This week the world commemorates the killings, 25 years ago, of six Jesuit priests (five of them from Spain), the clerics' housekeeper and her teen-age daughter. All were killed on the grounds of Central American University, a Jesuit institution in the capital of San Salvador.
For many of us who remember, this and other tragedies during the 1980s wars in Central America were defining events. They colored how we saw (and still see) issues of poverty and hunger, military intervention and non-intervention, and the role of theology and faith communities in public life.
El Salvador was the fulcrum of the era. During its 12-year civil war, as many as 75,000 civilians were killed. What was particularly notable about El Salvador was the extent and depth of violence and the way in which clergy and members of religious orders became targets of death squads. In 1980, Archbishop Oscar Romero and three U.S. nuns and a lay missioner were among those killed. Other religious from El Salvador also lost their lives.
Many of the assassins had ties to a government that, shamefully, was backed by the United States in an era when the specter of communism in the Americas was used as a bludgeon against those committed to ending El Salvador's disgraceful social inequities. (It is telling that when the Salvadoran war finally ended in 1992, supporters of U.S. policy in El Salvador fell silent about the urgent and ongoing humanitarian needs in the region.)
Many of those who died did so because they stood on the risky ground of seeking justice for El Salvador's poor. At the time, much was made (and much of it derisively) about the influence of liberation theology. But at the heart of that theology was not hardened Marxist ideology but the Catholic Church's own avowal of a "preferential option for the poor," an option now championed quite vocally by Pope Francis.
In receiving an honorary degree in 1982 from Santa Clara University in California, Jesuit Fr.
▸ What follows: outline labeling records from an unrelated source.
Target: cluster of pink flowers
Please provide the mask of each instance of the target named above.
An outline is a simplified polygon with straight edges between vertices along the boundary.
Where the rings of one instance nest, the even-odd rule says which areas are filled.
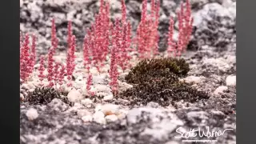
[[[30,35],[26,34],[22,42],[22,34],[20,34],[20,78],[25,82],[32,74],[36,61],[34,35],[32,37],[32,46],[30,48]]]
[[[151,0],[150,14],[147,14],[147,0],[142,1],[141,22],[137,28],[136,42],[140,58],[150,58],[158,54],[158,32],[160,0]]]
[[[186,10],[184,10],[186,9]],[[181,11],[178,13],[178,40],[175,42],[173,39],[174,25],[173,18],[170,18],[170,26],[168,34],[168,49],[169,56],[179,57],[182,52],[186,51],[186,46],[190,40],[193,29],[193,18],[191,17],[191,8],[190,1],[186,0],[186,4],[181,4]]]
[[[110,68],[109,74],[110,77],[110,85],[113,93],[118,93],[118,78],[120,67],[123,71],[131,66],[130,61],[132,58],[130,53],[134,51],[135,46],[138,52],[139,58],[150,58],[158,54],[158,23],[160,0],[151,0],[150,13],[147,14],[147,0],[142,0],[142,18],[137,28],[135,36],[135,45],[132,41],[131,24],[126,18],[126,6],[125,0],[122,0],[122,18],[118,18],[114,22],[110,21],[110,4],[109,1],[100,0],[98,14],[95,16],[95,22],[90,28],[86,29],[86,35],[83,42],[84,67],[87,71],[86,89],[90,95],[93,76],[90,69],[95,66],[101,73],[101,67],[104,66],[108,60],[107,55],[110,56]],[[193,18],[189,0],[185,4],[182,3],[181,10],[178,14],[178,40],[175,42],[173,38],[174,21],[170,18],[170,27],[168,33],[168,50],[170,56],[180,56],[182,52],[186,50],[192,33]],[[72,22],[68,22],[67,26],[67,58],[66,66],[56,62],[54,58],[58,48],[58,40],[56,34],[56,26],[54,18],[52,19],[51,26],[51,47],[47,57],[47,74],[45,71],[45,58],[40,57],[39,80],[43,86],[45,78],[48,80],[48,86],[63,85],[64,75],[67,78],[67,86],[72,86],[72,75],[75,68],[75,50],[76,37],[72,33]],[[22,34],[20,36],[20,63],[21,79],[26,82],[30,74],[33,72],[35,64],[35,42],[34,35],[32,37],[32,46],[30,49],[30,37],[26,34],[23,41]]]

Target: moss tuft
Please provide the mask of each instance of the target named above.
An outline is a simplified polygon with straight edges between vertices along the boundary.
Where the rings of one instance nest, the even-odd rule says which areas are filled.
[[[178,78],[186,76],[189,70],[189,65],[184,59],[143,60],[125,78],[134,87],[118,97],[128,99],[131,105],[155,102],[162,106],[182,100],[193,103],[208,99],[208,94],[179,82]]]
[[[170,78],[177,81],[178,77],[186,76],[189,70],[189,64],[184,59],[146,59],[132,68],[125,78],[129,83],[141,83],[152,80],[152,78],[160,77]]]

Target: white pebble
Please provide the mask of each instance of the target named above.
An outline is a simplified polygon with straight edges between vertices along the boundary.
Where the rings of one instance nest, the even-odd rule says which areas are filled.
[[[82,117],[82,120],[84,122],[93,122],[93,117],[91,115],[86,115]]]
[[[106,104],[102,106],[102,111],[105,115],[111,115],[118,113],[119,106],[114,104]]]
[[[67,98],[71,102],[77,102],[82,100],[82,95],[78,90],[74,89],[67,94]]]
[[[237,77],[235,75],[229,75],[226,78],[226,86],[235,86]]]
[[[103,101],[110,101],[110,100],[112,100],[113,98],[114,98],[113,94],[110,94],[110,95],[105,96],[103,98]]]
[[[220,93],[223,93],[224,90],[226,90],[228,89],[227,86],[218,86],[214,92],[214,94],[219,94]]]
[[[104,118],[104,114],[102,111],[97,111],[93,115],[93,120],[100,124],[105,124],[106,119]]]
[[[78,110],[77,114],[79,118],[82,118],[83,116],[90,114],[90,113],[86,110]]]
[[[105,117],[105,118],[106,118],[106,122],[114,122],[118,119],[118,118],[114,114],[107,115]]]
[[[82,100],[81,103],[86,106],[86,105],[92,104],[93,102],[90,98],[86,98],[86,99]]]
[[[38,117],[38,113],[37,110],[31,108],[26,113],[26,117],[30,121],[33,121]]]
[[[202,77],[195,77],[195,76],[188,76],[184,79],[182,79],[180,81],[184,81],[187,84],[198,84],[200,83],[202,81]]]

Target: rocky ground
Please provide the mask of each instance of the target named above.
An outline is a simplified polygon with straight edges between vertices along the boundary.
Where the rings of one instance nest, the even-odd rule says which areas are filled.
[[[190,64],[188,76],[179,81],[207,94],[207,98],[195,102],[174,100],[163,106],[162,99],[142,99],[132,105],[130,99],[114,97],[106,70],[93,74],[94,97],[86,97],[86,74],[82,53],[76,53],[74,88],[65,87],[67,98],[54,98],[45,104],[21,103],[20,143],[26,144],[176,144],[186,138],[177,138],[179,131],[210,127],[210,131],[226,130],[217,138],[190,137],[190,140],[216,139],[216,142],[236,143],[236,1],[190,0],[194,18],[192,39],[184,58]],[[161,50],[166,49],[168,17],[174,14],[179,1],[162,0],[160,27]],[[120,14],[120,2],[111,0],[113,18]],[[128,0],[128,18],[135,29],[140,19],[140,1]],[[85,28],[94,21],[99,6],[97,0],[20,1],[21,30],[38,37],[37,54],[45,54],[50,44],[50,18],[56,18],[59,53],[55,60],[66,59],[67,20],[74,22],[78,48],[84,38]],[[79,44],[80,42],[80,44]],[[133,63],[136,64],[136,60]],[[37,69],[38,65],[35,66]],[[133,89],[121,74],[121,92]],[[21,98],[33,93],[38,83],[38,71],[21,86]],[[54,93],[52,91],[51,93]],[[41,91],[41,95],[44,96]],[[63,94],[65,95],[65,94]],[[206,130],[205,130],[206,131]]]

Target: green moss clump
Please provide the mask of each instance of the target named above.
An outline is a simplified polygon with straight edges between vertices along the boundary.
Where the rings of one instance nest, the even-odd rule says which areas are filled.
[[[141,83],[161,77],[177,81],[178,77],[186,76],[189,70],[189,64],[184,59],[146,59],[132,68],[125,78],[129,83]]]
[[[125,78],[134,87],[118,97],[129,100],[131,105],[146,105],[155,102],[162,106],[181,100],[196,102],[208,99],[208,94],[179,82],[178,78],[185,77],[189,70],[189,64],[184,59],[143,60]]]
[[[132,105],[146,105],[150,102],[155,102],[162,106],[169,106],[172,102],[183,100],[187,102],[196,102],[210,97],[203,91],[186,84],[175,82],[167,78],[159,81],[145,82],[134,86],[121,94],[120,98],[128,99]]]
[[[73,103],[68,100],[66,96],[67,93],[60,92],[54,88],[37,87],[33,92],[28,93],[28,95],[25,98],[25,102],[28,102],[30,105],[46,105],[53,99],[58,98],[61,99],[65,103],[72,106]]]

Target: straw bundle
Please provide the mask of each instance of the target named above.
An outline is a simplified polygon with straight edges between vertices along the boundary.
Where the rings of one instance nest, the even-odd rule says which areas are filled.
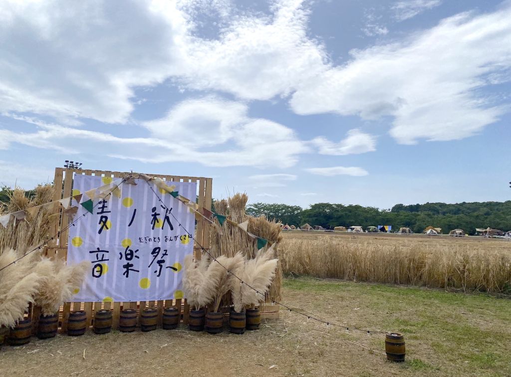
[[[89,265],[83,261],[66,266],[63,261],[48,258],[43,258],[39,263],[45,268],[34,298],[34,304],[41,307],[44,315],[51,315],[58,312],[61,305],[71,300],[73,291],[82,285]]]
[[[272,259],[273,250],[262,252],[254,259],[245,260],[235,271],[243,284],[237,279],[231,280],[231,295],[234,310],[241,312],[247,305],[252,308],[264,302],[261,294],[266,295],[275,276],[277,260]]]
[[[10,202],[5,211],[26,210],[48,203],[51,201],[54,192],[51,184],[39,185],[35,188],[35,196],[29,199],[25,196],[23,190],[16,188],[10,196]],[[52,211],[41,208],[33,218],[28,214],[22,220],[16,220],[11,217],[6,227],[0,227],[0,254],[8,249],[26,250],[48,238],[50,230],[50,216],[52,214]]]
Ignacio Ellacuría, the rector of Central American University and one of those murdered in 1989, said his institution's work was aimed "above all on behalf of a people who, oppressed by structural injustices, struggle for their self-determination -- people often without liberty or human rights."
The killings of the Jesuits and their colleagues came as the war in El Salvador dragged on, a seemingly interminable cauldron of violence and blood, horror and chaos.
In El Salvador, the memory of those events has never died -- public commemorations are common, and the quest for reckoning and justice continue. In the United States, it has been more difficult to keep the memories of that awful era alive. Thankfully, though, we have pockets of churches and faith communities that remember the events, as well as human rights groups like the San Francisco-based Center for Justice and Accountability.
In a statement last week, the CJA quoted Almudena Bernabeu, a lead prosecutor in Spain against former Salvadoran military officers accused of the crimes, as saying, "It was a horrible war."
"When the Jesuits were killed, it was one of the most horrible moments, almost like a punch in the stomach. After all that suffering, all those attempts to end the war, the Jesuits were killed."
The CJA is asking that the Salvadoran government - now headed by a member of the leftist party that once waged war against the military-backed regime -- cooperate with the Spanish National Court's ongoing probe of the 1989 murders.
One of the reasons this case continues to capture the imagination of many is that what the Jesuits stood for -- a demand that social inequities end in a country where many went to bed every night hungry -- continues to find resonance throughout Latin America.
There is a long history of impunity in Latin America -- and not only during the horrible events in El Salvador or the Dirty War in Argentina in the 1970s and 1980s. During a recent assignment to the Chaco region of Argentina and Bolivia for Church World Service, I heard stories of killings from the 1940s onward of those in rural areas who stood up against los patrónes of landed estates and treated workers as little better than serfs - echoes of what happened in El Salvador.
Food insecurity has haunted Argentina for years, particularly in rural areas, and critical problems remain, particularly for the country's indigenous population. The indigenous of the Chaco continue to face long and protracted struggles for land, dignity and respect.
There have been some needed victories along the way -- the indigenous have been winning some critical legal cases recently to reclaim ancestral land that was once theirs. But there is still much, much left to do.
In 2011, Argentine land rights activist and farmer Cristian Ferreyra was murdered. As the trial of those responsible for his death gets underway, Ferreyra's allies are now being threatened. The Argentine-based Center for Social and Legal Studies (CELS) notes: "The encroaching agricultural frontier and insecure land ownership creates a context of increasing human rights violations against farmers and indigenous communities, especially in terms of land rights, food supply, and the right to a dignified life."
In short, the struggle in Latin America for human dignity -- including the quest for food, land and just plain simple fairness -- continues.
We think the right to food, for example, is self-evident. But the deaths of Fr. Ellacuría and the others on that Jesuit campus, as well as farmer Cristian Ferreyra in Argentina's Chaco region, are proof, if we ever needed it, that there is often an ultimate cost to championing the cause of the weak over the powerful.